The Central Coast has an amazing array of natural aromas to enjoy that, like its wines, are truly an expression of its “sense of place.” Below are some of my favorites from growing up in Santa Barbara County. From the hillside chaparral and the eucalyptus stands to the hedges of jasmine downtown or the salty-tar tang of the seaside, here is a collection of sensory souvenirs that can be just as intoxicating as the region’s fine wines.
Oranges and lemons have long been grown in Santa Barbara County and citrus groves dot the hillsides up and down the coast along Highway 101. If you can (safely) pull over on a back country lane or at a winery rancho, be sure to bury your nose in some of these zesty and unforgettable blossoms.
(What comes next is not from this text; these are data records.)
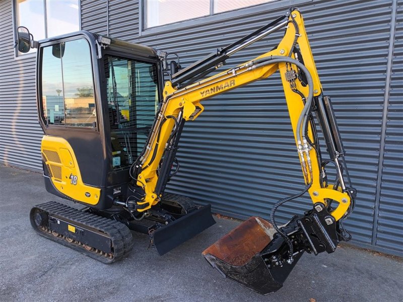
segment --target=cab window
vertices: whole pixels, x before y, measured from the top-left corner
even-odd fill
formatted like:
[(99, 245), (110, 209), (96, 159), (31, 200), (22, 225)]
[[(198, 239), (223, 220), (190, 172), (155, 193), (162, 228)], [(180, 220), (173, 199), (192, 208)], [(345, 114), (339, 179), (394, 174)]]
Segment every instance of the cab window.
[(107, 100), (112, 166), (131, 165), (143, 149), (158, 104), (155, 64), (106, 56)]
[(84, 39), (43, 47), (41, 99), (48, 125), (96, 126), (91, 52)]

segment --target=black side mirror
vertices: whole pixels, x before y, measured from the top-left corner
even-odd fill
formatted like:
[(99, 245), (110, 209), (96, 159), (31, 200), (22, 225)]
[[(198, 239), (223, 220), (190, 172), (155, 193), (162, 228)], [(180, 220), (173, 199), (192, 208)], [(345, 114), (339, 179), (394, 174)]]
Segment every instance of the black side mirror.
[(56, 58), (60, 58), (64, 54), (64, 42), (55, 44), (52, 46), (52, 54)]
[(17, 29), (17, 41), (14, 47), (18, 47), (18, 51), (23, 53), (29, 51), (31, 48), (38, 48), (38, 41), (29, 33), (28, 29), (24, 26), (19, 26)]
[(19, 26), (17, 28), (18, 41), (17, 45), (18, 51), (25, 53), (29, 51), (31, 49), (31, 34), (28, 28), (24, 26)]

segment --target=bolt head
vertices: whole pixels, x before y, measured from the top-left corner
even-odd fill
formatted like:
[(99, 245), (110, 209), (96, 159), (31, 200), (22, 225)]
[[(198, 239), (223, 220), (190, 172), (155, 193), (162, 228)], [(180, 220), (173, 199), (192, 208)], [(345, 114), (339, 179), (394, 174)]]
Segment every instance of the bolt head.
[(323, 209), (323, 207), (322, 206), (321, 204), (318, 204), (317, 205), (315, 206), (315, 209), (318, 212), (320, 212), (320, 211)]
[(324, 221), (328, 225), (331, 224), (333, 223), (333, 220), (331, 218), (326, 218), (324, 219)]

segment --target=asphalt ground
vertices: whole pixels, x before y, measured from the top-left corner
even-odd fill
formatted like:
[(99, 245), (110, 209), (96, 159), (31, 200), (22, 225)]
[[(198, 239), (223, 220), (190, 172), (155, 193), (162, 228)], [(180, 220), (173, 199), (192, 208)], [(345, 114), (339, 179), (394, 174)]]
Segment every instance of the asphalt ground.
[(401, 259), (346, 246), (304, 255), (277, 292), (262, 296), (222, 277), (202, 252), (235, 227), (217, 223), (163, 256), (133, 233), (130, 255), (111, 265), (39, 236), (31, 207), (55, 200), (40, 173), (0, 166), (0, 300), (246, 301), (403, 301)]

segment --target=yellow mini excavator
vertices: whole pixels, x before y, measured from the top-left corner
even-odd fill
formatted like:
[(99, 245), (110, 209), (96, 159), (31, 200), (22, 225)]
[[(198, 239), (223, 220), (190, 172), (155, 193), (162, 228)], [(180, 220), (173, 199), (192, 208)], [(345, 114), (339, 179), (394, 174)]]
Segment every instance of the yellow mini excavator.
[[(208, 76), (280, 30), (284, 37), (272, 50)], [(110, 263), (131, 249), (131, 230), (149, 235), (162, 255), (213, 224), (210, 205), (164, 193), (179, 168), (175, 155), (185, 122), (202, 114), (203, 101), (279, 70), (304, 188), (276, 203), (271, 222), (252, 217), (203, 254), (224, 276), (265, 294), (281, 287), (304, 252), (332, 253), (351, 238), (342, 221), (354, 208), (356, 191), (298, 9), (183, 68), (176, 54), (87, 31), (39, 42), (26, 28), (18, 32), (19, 51), (37, 48), (46, 190), (86, 206), (79, 210), (54, 201), (35, 206), (31, 223), (40, 235)], [(169, 61), (170, 56), (177, 60)], [(330, 158), (326, 162), (315, 123)], [(331, 184), (328, 163), (335, 167)], [(305, 193), (312, 207), (278, 226), (277, 208)]]

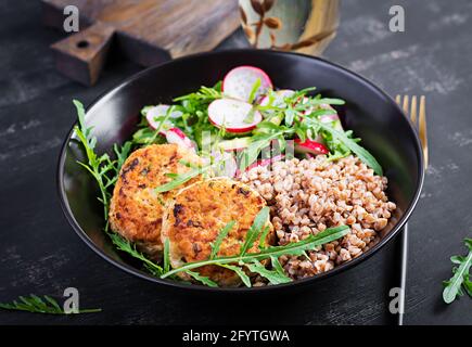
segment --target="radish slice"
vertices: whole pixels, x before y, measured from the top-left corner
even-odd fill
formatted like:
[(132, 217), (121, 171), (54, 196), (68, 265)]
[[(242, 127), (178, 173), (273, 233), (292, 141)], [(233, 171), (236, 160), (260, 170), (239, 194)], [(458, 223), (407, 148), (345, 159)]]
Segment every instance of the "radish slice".
[(330, 153), (324, 144), (308, 139), (305, 142), (302, 142), (301, 139), (295, 139), (295, 152), (303, 154), (309, 153), (312, 155)]
[(250, 101), (254, 83), (260, 80), (260, 87), (255, 93), (255, 99), (272, 88), (272, 81), (269, 76), (258, 67), (239, 66), (231, 69), (224, 78), (221, 89), (228, 97)]
[(247, 132), (263, 120), (258, 111), (250, 114), (252, 108), (250, 103), (243, 101), (218, 99), (208, 106), (208, 119), (214, 126), (225, 128), (229, 132)]
[[(162, 120), (158, 120), (158, 118), (165, 117), (167, 115), (167, 111), (169, 110), (169, 107), (170, 107), (169, 105), (161, 104), (148, 110), (145, 114), (145, 119), (148, 120), (149, 126), (154, 130), (160, 128), (163, 130), (171, 128), (173, 123), (170, 120), (167, 119), (162, 127), (161, 127)], [(173, 111), (169, 114), (169, 118), (179, 118), (181, 116), (182, 113), (180, 111)], [(164, 133), (162, 132), (162, 134)]]
[(238, 163), (234, 156), (228, 152), (212, 152), (213, 156), (213, 175), (215, 177), (229, 177), (233, 178), (237, 176)]
[(171, 128), (164, 132), (168, 143), (175, 143), (195, 152), (195, 144), (179, 128)]
[(221, 141), (220, 143), (218, 143), (218, 146), (222, 150), (222, 151), (242, 151), (245, 147), (247, 147), (251, 143), (251, 138), (246, 137), (246, 138), (235, 138), (232, 140), (226, 140), (226, 141)]

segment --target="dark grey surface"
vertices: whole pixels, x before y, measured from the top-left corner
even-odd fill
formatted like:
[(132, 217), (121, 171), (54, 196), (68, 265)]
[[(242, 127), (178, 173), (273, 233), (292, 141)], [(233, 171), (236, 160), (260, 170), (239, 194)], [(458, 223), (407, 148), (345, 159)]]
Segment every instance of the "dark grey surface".
[[(388, 9), (404, 4), (406, 33), (388, 31)], [(55, 193), (55, 165), (75, 120), (73, 98), (86, 104), (140, 69), (117, 61), (85, 88), (54, 69), (48, 46), (62, 37), (40, 25), (39, 5), (0, 2), (0, 301), (28, 293), (80, 291), (81, 307), (102, 313), (47, 317), (0, 311), (0, 324), (390, 323), (387, 292), (395, 252), (384, 248), (359, 267), (290, 294), (241, 300), (164, 291), (92, 253), (66, 223)], [(342, 23), (326, 56), (396, 93), (425, 94), (431, 166), (410, 222), (407, 324), (470, 324), (472, 300), (442, 303), (449, 256), (472, 235), (472, 2), (343, 2)], [(221, 48), (245, 47), (238, 33)]]

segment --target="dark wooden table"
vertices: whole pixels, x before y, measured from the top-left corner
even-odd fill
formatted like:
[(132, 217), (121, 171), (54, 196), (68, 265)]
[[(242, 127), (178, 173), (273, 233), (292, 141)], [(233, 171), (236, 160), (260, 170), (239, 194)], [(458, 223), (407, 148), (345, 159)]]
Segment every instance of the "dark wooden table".
[[(406, 33), (388, 30), (388, 9), (406, 9)], [(296, 295), (203, 300), (133, 278), (90, 250), (62, 215), (55, 189), (60, 145), (76, 119), (71, 100), (90, 103), (140, 67), (116, 60), (84, 88), (59, 75), (48, 46), (61, 34), (40, 25), (39, 5), (0, 2), (0, 301), (61, 296), (77, 287), (102, 313), (48, 317), (0, 311), (0, 324), (288, 323), (380, 324), (394, 285), (395, 243), (357, 268)], [(343, 2), (326, 56), (396, 93), (425, 94), (431, 166), (410, 222), (407, 324), (470, 324), (472, 300), (442, 303), (449, 256), (472, 236), (472, 2)], [(237, 33), (220, 49), (245, 47)]]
Not native to the Central Coast, eucalyptus trees were imported in the 1800’s primarily as windbreaks and as a source of wood. They quickly took root and their minty herbal smell, whether wafting through the wind or released from leaves crushed underfoot, is a Santa Barbara county scent signature.
Hops and Malted Barley
Our home-grown beer isn’t as world-famous as our wine, but Firestone-Walker Brewing Company and Carpinteria’s own Island Brewing Company are starting to change that. Interestingly, the Wine Bloggers Conference home base, the Santa Ynez Valley Marriott, is just steps away from the Firestone-Walker Brewery so this is one Santa Barbara scent that, depending upon the time of day and the batch brewing at the moment, my fellow bloggers should be able to enjoy.
Oak Wood Fired BBQ
Dating back to the simple culinary days of the Spanish Californios and the Mexican rancheros, Central Coast (sometimes called “Santa Maria Style”) BBQ is unique in the United States. No sticky-sweet barbecue sauce is allowed. The only fuel employed is local coastal live oak. Salt, and sometimes pepper and garlic powder are the only seasonings. Sound boring? Smell for yourself.
Salty, Tarry Fog
Author Rex Pickett probably had booze rather than geography in mind when he came up with the book and movie title “Sideways,” but I’ve got my own more local explanation. Santa Barbara County’s coastline is unique in that it runs in an east-west direction as opposed to the traditional north-south orientation like the rest of the state. This “sideways” effect creates east-west valleys that reach from the ocean into the warm interior, enabling cooling fogs to roll into the vineyards during the evenings. Fortunately, for winemakers and wine lovers, this helps create ideal conditions for producing great Pinot Noir, Chardonnay, Syrah and other fog-loving varietals. Watch your step though; The beaches of the Central Coast sometimes harbor bits of tar, products of a naturally occurring petroleum seepage just offshore. If you’re at a winery close enough to the ocean sometimes this fog brings a little bit of a salty, tarry tang to the air with it….but I recommend actually getting to the beach if you can. Luckily Gaviota State Beach is just a few miles down Highway 101 south of Buellton.
Though she lives in Napa today, Alison Crowe is a Napa-based consulting winemaker and a native of Santa Barbara County. She is excited to attend her first Wine Bloggers Conference this weekend as a Wine Blog Awards finalist for “Best New Wine Blog” and to meet up with old friends and new.